I get a good look at the chambers in the cylinder before he closes and locks the drawer.
—It’s not loaded.
He looks at me like I’m an asshole.
—With three kids in the house? No, it’s not fucking loaded.
I open my Sprite, take a sip, and huddle a little closer to the space heater he fired up for me. I point at the side door.
—How did you?
—I was out here sneaking a cig before going up. Stace won’t let me smoke in the house. I heard all that barking, switched off the light to take a peek, and saw someone hop the fence. Went out and hid behind the woodpile. Stupid shit, should have called the cops, but I was pissed.
He fingers a gouge in the surface of the workbench, looks at me.
—You any warmer?
—Yeah.
—Good, let’s take a walk, I don’t want you in here if Stace wakes up.

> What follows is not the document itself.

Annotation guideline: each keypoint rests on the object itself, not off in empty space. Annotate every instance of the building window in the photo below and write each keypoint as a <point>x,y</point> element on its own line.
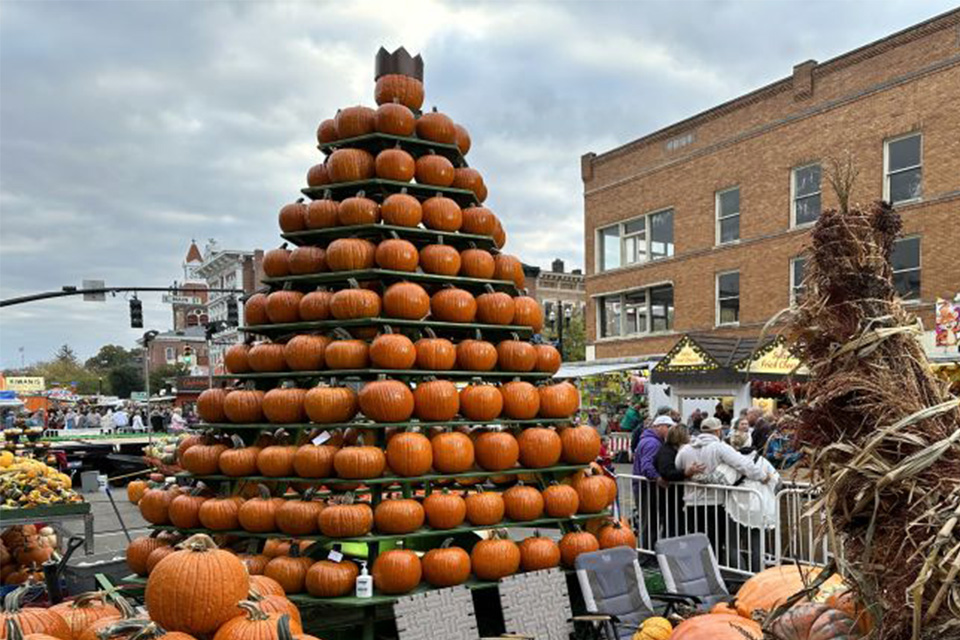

WE STROLL around the block, our faces illuminated by streetlamps and the colored lights flashing on the rooflines of the houses. Wade left his smokes back in the garage and has to bum one of mine.
—Benson & Hedges?
—Uh-huh.
—Kind of an old lady cigarette. How’d you get started on those?
—Long story.
We pause while I light his cigarette, continue. Walking past houses I remember from my childhood. We stand in front of one with a particularly elaborate display: a mini Santa’s Village built on the lawn and spilling onto the driveway.